WASHINGTON — WASHINGTON -- The Pentagon has proposed rules for news coverage of a war in the Persian Gulf that are far more restrictive than the guidelines that were used in Vietnam.
The Pentagon said the restrictions would be necessary to protect the security of U.S. military operations in the gulf and to guard the privacy of U.S. troops.
But some news executives and other critics said the proposed rules were excessive. They said the restrictions appeared to be aimed at preventing politically damaging disclosures by soldiers and at shielding the American public from the consequences of war.
"We are always willing to obey rules that protect lives and national security," said George Watson, the Washington bureau chief for ABC News. "These go too far, and we are concerned about it."
Pete Williams, the chief Pentagon spokesman, said in an interview Thursday that the proposed rules would be "subject to some further revisions" and that important changes might be made.
During the Vietnam War, journalists were able to travel relatively freely to combat zones and were not routinely escorted by military officials. In the Persian Gulf, combat operations would be covered by specially designated "pools" of print and broadcast journalists subject to tight restrictions.
Under the Pentagon's proposals, pool members would have to remain with military escorts, and all interviews with servicemen and women would be on the record. Critics said this restriction might constrain the troops from being candid.

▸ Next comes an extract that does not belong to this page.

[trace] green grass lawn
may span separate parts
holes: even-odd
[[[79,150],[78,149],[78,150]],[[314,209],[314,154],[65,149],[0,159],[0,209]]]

News reports produced by the pools of news organizations would be subject to a formal "security review" by public affairs officers in the field before their release.
There was no official censorship of news reports from the field during the Vietnam War, although correspondents adhered to general guidelines designed to protect the security of military operations.
In an apparent effort to prevent unauthorized comments by military officers, the proposed press restrictions would also prohibit impromptu interviews by pool members of military officials entering and departing the Saudi Defense Ministry and "other public places." Interviews with such officials could only be conducted by pool members if coordinated in advance by military press officers, Pentagon officials said.
In deference to Saudi sensitivities, the new regulations would also forbid coverage of religious services in Saudi Arabia.
The proposed press rules ban television coverage of "personnel in agony or severe shock" or "imagery of patients suffering from severe disfigurement." The military said its primary concern in setting the restrictions was to protect the privacy of wounded troops and to ensure that family members of those wounded or killed did not learn of the casualties before they had been officially notified by the military.
Television broadcasts showing combat in Vietnam helped build opposition to the war in the United States.
"The starting point for these ground rules were the rules used in Vietnam," Mr. Williams said. "As the proposed rules worked their way through the system, everybody added something to it. We are now at the point where we have to simplify them down again."